La valeur de output$h est un lien internet, <a href=... en HTML, écrit par la fonction a() du package htmltools utilisé par renderUI().

output$h <- renderUI({
    a(href = paste0("https://scholar.google.com/citations?user=",
        input$AuthorID), paste("h index:", AuthorProfile()$h_index),
        target = "_blank")
})

Le lien est vers la page Google Scholar de l’auteur. La valeur affichée est son indice h. L’argument target = "_blank" indique que le lien doit être ouvert dans une nouvelle fenêtre du navigateur.

Le graphique output$citations est créé par la fonction réactive renderPlot(). Les données fournies par la fonction get_citation_history() de scholar (qui interroge l’API de Google Scholar) sont traitées par ggplot().

Enfin, le graphique output$network est un graphique vide dans cette version simplifiée de l’application.

L’application complète reprend ce code en y ajoutant le traitement des erreurs dans le cas où le code de l’auteur n’existe par sur Google Scholar et le graphique du réseau des co-auteurs.

7.3 Hébergement

Une application Shiny n’est pas forcément hébergée par un serveur web : elle peut être exécutée sur les postes de travail des utilisateurs s’ils disposent de R.

Pour un usage plus large, un serveur dédié est nécessaire.
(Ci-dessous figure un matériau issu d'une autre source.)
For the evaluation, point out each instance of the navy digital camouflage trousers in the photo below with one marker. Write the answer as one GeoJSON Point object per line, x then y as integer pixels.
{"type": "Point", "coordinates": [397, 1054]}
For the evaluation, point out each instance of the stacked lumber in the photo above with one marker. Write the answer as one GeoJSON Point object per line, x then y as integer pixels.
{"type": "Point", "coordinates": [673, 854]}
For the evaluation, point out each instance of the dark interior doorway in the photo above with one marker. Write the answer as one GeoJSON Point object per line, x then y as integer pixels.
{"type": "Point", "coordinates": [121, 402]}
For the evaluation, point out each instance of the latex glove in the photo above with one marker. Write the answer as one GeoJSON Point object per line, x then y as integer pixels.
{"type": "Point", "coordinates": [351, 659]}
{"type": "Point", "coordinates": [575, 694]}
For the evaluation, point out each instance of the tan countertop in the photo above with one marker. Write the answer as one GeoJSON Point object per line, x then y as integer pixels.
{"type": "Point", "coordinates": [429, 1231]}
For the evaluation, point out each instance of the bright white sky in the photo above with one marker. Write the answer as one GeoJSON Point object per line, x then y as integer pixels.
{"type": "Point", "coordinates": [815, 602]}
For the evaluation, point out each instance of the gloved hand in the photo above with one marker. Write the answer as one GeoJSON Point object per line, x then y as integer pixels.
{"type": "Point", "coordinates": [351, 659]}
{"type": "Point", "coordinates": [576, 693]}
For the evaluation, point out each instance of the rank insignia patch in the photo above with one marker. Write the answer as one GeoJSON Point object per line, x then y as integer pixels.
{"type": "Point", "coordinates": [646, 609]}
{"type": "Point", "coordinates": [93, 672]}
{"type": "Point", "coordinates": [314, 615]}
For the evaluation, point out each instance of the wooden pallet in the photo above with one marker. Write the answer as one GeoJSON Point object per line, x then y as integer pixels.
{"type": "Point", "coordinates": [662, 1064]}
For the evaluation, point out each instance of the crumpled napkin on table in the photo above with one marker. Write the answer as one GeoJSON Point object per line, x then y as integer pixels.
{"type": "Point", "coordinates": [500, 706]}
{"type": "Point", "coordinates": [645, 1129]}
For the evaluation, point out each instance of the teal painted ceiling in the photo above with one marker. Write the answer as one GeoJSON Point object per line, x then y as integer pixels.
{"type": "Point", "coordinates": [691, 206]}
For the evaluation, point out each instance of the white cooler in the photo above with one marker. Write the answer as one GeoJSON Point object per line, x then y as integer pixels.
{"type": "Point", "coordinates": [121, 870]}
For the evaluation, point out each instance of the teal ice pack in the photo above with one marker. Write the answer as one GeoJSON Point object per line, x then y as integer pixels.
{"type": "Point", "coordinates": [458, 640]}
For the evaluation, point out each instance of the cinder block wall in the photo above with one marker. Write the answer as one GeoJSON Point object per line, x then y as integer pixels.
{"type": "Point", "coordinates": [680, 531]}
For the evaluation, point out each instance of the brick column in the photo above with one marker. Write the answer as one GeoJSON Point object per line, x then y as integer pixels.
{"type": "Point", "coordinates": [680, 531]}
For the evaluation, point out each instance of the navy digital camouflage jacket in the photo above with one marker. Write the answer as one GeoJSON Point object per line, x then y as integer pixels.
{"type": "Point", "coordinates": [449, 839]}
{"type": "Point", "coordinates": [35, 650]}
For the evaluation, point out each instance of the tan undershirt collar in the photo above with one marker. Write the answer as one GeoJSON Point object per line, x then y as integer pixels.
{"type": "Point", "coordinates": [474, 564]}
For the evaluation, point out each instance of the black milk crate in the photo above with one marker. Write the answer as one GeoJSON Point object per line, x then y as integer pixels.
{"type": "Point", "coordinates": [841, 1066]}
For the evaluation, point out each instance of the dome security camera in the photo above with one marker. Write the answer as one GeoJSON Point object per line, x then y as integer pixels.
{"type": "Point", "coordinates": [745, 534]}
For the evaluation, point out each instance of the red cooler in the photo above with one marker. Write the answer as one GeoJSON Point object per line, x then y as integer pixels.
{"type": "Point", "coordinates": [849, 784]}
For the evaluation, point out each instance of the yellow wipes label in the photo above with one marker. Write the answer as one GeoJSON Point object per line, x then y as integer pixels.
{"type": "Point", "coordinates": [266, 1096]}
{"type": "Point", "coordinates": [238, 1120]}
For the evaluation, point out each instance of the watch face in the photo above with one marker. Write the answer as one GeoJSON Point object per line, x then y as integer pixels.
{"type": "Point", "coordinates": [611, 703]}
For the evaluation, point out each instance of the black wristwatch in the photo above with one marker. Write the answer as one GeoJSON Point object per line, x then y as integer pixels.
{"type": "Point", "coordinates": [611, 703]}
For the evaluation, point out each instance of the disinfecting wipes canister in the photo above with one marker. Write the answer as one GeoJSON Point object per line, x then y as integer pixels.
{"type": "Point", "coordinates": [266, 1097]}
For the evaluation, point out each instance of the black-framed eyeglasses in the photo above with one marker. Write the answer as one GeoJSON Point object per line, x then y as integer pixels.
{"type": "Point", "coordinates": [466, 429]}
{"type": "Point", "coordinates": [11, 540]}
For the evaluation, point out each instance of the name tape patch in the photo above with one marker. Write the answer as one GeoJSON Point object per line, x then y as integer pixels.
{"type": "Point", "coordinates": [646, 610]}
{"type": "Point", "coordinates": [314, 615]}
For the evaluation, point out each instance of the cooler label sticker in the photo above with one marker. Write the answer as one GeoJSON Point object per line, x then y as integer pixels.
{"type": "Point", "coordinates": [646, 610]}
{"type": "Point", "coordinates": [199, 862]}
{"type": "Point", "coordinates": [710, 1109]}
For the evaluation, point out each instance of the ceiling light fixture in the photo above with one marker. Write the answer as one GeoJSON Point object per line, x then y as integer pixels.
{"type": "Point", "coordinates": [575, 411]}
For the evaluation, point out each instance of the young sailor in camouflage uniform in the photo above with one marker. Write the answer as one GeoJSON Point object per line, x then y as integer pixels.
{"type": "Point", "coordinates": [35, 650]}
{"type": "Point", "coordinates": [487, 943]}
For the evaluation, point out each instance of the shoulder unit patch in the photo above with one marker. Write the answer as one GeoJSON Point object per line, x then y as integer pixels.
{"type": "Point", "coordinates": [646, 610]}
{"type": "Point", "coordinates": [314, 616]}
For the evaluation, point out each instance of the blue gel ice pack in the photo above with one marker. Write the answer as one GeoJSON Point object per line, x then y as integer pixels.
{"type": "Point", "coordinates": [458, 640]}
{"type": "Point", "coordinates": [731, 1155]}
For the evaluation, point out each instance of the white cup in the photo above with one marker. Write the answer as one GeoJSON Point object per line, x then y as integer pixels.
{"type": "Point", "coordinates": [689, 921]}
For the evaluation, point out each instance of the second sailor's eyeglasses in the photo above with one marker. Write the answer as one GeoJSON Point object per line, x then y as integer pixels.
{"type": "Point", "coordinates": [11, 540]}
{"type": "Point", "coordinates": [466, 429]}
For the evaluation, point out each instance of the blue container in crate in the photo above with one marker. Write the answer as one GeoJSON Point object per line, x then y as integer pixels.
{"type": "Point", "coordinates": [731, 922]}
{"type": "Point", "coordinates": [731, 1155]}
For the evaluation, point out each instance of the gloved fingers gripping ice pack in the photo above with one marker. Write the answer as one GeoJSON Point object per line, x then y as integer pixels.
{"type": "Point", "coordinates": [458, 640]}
Shinyapps.io122 est un service de RStudio qui permet d’héberger gratuitement 5 applications Shiny avec un temps de fonctionnement maximal de 5 heures par mois.

Il faut tout d’abord ouvrir un compte sur le site, de préférence avec ses identifiants GitHub. Pour permettre la gestion des applications en ligne directement depuis RStudio, il faut installer ensuite le package rsconnect et le paramétrer :

rsconnect::setAccountInfo(name = "prenom.nom", token = "xxx",
    secret = "<SECRET>")

Le code exact, avec le nom d’utilisateur et le jeton à utiliser, sont affichés sur la page d’accueil de Shinyapps.io : cliquer sur “Show Secret”, copier le code et le coller dans la console de RStudio pour l’exécuter. Un bouton “Publish” est disponible juste à droite du bouton “Run App”. Cliquer dessus et valider la publication (figure 7.2).

Publication de l’application Shiny sur Shinyapps.io.

Figure 7.2: Publication de l’application Shiny sur Shinyapps.io.

L’application est maintenant accessible à l’adresse https://prenom-nom.shinyapps.io/MonAppShiny/

L’application “Bibliometrics” ne fonctionne pas sur Shinyapps.io parce que la façon dont le package Scholar interroge Google Scholar n’est pas supportée. La plupart des applications Shiny fonctionnent sans difficulté, tant qu’elles ne nécessitent pas de fonctionnalités réseau complexes.